The name is synonymous with “cult film,” but among the people I’ve talked to since arriving at the College of William and Mary, there’s a surprising number of people who haven’t yet seen it. Before coming to school (before this week, actually), I’d only seen the movie once, but the culture surrounding it is something that has always fascinated me. This week, after joining the College’s own Rocky Horror Shadowcast, I got an inside look at just that.
I’m not going to lie. “Rocky Horror” is one of the weirdest movies I’ve ever seen. But the music is excellent, with a setlist that swings from catchy dance tunes to emotional solos, and many of them are constantly stuck in my head. And the plot (which begins to fall apart about halfway through the movie) is much improved by the well-timed audience “callbacks,” which can include shouting questions for the characters to answer, singing along with the songs, or even replacing entire lines of dialogue with jokes. And there are a lot of jokes (more than you think). Usually, subtitles are necessary to understand what the actual characters are saying above the shouts of the moviegoers. Often obscene and hilarious, these callbacks are an integral part of the “Rocky Horror” experience, and they’re slightly different wherever you go. Back in the ‘80s when my parents went to see the show, they’d all throw bread at the screen after the characters made a toast. Here, we have a few callbacks that are specific to the College (“Thanks, Sodexo!”). The experience is further enhanced by a shadowcast, a group of actors (or fans, or both) who act out the story onstage as the movie plays behind them.

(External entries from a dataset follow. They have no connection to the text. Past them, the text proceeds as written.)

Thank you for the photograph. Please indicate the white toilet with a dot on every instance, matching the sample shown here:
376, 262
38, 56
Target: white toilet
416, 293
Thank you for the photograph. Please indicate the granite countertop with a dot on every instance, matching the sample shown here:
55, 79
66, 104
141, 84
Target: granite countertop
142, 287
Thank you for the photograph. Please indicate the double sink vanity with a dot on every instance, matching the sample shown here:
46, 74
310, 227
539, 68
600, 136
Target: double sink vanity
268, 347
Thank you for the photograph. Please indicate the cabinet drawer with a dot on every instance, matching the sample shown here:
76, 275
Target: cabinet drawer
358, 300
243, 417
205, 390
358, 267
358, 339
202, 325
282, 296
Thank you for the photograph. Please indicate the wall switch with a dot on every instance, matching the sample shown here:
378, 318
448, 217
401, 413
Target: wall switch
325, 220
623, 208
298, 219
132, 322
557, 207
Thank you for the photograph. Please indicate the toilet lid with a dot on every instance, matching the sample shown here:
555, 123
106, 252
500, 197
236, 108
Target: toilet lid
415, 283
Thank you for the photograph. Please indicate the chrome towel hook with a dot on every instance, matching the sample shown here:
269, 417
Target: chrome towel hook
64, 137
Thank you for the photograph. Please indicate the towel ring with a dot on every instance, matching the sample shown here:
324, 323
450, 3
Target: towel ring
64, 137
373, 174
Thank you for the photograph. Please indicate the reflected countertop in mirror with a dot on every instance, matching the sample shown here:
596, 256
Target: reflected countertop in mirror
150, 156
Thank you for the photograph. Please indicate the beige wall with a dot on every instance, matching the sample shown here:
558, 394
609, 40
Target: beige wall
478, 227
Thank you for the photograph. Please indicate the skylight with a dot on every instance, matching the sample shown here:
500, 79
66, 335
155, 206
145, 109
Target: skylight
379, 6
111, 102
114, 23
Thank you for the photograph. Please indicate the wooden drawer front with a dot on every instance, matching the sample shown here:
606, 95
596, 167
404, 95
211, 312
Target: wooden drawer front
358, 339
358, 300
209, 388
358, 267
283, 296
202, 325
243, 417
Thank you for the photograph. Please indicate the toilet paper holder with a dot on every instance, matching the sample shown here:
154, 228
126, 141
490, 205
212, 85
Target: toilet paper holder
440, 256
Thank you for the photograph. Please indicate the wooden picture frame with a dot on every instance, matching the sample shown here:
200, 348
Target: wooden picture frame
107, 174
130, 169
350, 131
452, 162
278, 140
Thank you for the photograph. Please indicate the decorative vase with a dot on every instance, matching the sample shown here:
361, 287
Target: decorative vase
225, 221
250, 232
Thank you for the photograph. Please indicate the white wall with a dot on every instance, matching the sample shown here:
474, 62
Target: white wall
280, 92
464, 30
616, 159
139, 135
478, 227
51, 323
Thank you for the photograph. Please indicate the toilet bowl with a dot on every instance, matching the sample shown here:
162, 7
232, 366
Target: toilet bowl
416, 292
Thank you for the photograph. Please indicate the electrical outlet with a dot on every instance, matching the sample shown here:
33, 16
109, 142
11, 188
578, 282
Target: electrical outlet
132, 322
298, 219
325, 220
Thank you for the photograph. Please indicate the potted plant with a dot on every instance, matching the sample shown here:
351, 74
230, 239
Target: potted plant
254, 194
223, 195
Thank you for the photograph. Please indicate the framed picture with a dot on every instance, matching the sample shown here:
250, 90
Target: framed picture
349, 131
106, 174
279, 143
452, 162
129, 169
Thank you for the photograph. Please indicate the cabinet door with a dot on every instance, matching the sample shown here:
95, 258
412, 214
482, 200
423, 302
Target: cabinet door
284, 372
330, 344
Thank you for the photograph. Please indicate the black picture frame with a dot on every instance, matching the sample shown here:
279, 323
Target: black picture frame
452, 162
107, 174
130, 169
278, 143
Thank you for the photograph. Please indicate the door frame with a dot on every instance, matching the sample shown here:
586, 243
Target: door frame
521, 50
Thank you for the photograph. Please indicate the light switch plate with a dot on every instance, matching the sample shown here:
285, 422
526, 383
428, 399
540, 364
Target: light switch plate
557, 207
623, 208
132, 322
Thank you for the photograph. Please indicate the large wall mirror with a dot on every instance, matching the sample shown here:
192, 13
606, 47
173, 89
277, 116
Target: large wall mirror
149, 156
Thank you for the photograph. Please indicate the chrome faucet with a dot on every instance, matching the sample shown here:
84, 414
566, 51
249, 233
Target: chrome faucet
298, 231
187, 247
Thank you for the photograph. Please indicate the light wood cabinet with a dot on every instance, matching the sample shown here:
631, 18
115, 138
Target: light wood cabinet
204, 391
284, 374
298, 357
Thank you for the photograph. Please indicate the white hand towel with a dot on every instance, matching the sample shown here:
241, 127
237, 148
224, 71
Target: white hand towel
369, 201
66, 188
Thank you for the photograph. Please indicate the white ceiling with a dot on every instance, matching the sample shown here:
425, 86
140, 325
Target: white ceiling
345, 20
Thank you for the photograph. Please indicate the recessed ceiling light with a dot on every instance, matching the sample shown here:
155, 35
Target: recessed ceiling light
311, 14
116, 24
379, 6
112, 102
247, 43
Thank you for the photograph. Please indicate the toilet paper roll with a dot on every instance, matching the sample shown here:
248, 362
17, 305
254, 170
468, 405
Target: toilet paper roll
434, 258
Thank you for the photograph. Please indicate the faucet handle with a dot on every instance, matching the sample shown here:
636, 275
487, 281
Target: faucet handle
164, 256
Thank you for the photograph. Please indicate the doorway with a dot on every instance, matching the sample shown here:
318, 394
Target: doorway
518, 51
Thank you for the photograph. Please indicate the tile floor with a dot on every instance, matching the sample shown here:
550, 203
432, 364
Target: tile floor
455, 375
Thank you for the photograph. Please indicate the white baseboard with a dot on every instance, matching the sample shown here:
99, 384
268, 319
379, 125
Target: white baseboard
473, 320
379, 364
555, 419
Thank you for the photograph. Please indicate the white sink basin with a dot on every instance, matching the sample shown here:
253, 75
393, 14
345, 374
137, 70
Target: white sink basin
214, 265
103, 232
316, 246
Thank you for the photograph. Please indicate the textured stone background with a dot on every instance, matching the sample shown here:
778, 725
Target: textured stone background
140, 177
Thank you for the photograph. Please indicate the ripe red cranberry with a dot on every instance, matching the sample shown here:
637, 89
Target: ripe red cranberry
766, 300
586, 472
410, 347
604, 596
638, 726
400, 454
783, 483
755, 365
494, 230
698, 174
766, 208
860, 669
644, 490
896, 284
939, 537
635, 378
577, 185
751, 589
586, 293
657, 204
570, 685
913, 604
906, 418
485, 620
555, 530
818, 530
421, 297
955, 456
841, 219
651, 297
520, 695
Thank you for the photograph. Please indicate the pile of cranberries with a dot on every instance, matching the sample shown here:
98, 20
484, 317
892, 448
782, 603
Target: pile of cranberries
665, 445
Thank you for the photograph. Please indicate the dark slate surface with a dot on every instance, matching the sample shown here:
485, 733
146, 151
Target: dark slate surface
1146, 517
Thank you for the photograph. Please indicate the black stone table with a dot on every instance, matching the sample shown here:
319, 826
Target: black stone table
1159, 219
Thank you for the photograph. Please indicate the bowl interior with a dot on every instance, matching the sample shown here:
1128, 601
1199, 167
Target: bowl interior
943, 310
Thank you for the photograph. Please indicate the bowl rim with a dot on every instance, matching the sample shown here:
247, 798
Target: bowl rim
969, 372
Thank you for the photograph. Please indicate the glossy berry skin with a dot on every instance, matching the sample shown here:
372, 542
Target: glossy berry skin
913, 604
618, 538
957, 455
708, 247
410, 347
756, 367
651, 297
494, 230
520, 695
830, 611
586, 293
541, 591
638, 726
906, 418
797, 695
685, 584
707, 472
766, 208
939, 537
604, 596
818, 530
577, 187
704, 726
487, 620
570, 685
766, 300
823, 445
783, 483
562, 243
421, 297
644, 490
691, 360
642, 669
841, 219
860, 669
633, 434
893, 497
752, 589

And what a story it is. “Rocky Horror,” at its heart, is about a conventional couple undergoing a rather unconventional sexual awakening (at the expense of more than a few lives) via Frank. Despite all the murder, it has a very sex-positive message, along with wildly gender non-conforming costume design that really shows off the broad horizon of gender expression. As a queer person concerned with representation in the media, I love that this movie’s LGBTQ+ characters aren’t subjected to any of the clichéd narratives we often see in film and TV. “Rocky Horror” just allows them to be (monsters, aliens, cross-dressers, mad pansexual scientists). The movie has not only LGBTQ+ themes, but also science, murder, cannibalism, tunes you’ll never get out of your head, gay sex, straight sex, killer aliens, sick dance moves – and even famous classic rocker Meat Loaf.